Brokerage firms don’t bill for hours but they assuredly bill for activities.  Billable Activities – any and  all activities that a Client might give you a vote for.   These include Corporate access meetings, 1×1s, field trips, client visits, analyst visits, substantive analyst calls, lunches with industry experts, conference calls or video conferences.  What is not billable?  Sales calls, voicemails, emails.   

Which is why CRMs (customer relationship management) systems make such incredibly poor billing systems.   They mix billable and non-billable activities together, and they are also very poor at reporting.  Law firms don’t use their CRMs for billing, and attorneys generally don’t prepare the bills.  They discuss them with clients.  CRMs are one thing, billing systems another.
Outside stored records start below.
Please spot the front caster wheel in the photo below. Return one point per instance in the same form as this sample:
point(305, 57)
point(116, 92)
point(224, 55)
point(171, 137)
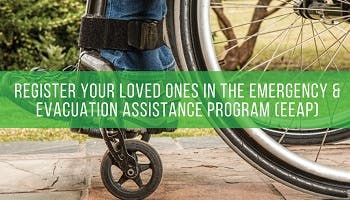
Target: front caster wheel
point(146, 181)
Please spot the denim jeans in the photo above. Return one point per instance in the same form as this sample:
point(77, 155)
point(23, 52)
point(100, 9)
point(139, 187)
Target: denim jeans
point(150, 60)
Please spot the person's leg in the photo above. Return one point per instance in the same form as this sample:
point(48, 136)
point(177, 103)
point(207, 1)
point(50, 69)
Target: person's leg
point(150, 60)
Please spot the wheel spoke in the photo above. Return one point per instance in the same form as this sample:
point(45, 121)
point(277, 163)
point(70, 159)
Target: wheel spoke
point(144, 167)
point(138, 181)
point(122, 180)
Likewise, brokerage firms need to track Billable Activities.  Ruthlessly.   And these billable activities need to find their way into a central “billing” system that tracks everything.  And report  it accurately Client by Client.   So that the salespeople can start negotiating their way to a bigger share of commissions - based on hard substantiated facts, and leaving nothing out.   

Many brokerage firms keep different activities in different systems.    Analysts use one tool to monitor phone calls with Clients. Roadshows are kept in another system.  Conferences another.   This is  not an obstacle - it can even be a good thing - and is not an excuse for inaction.   Because these different systems can be ported to a single billing and reporting system - without causing any change at all in how people work.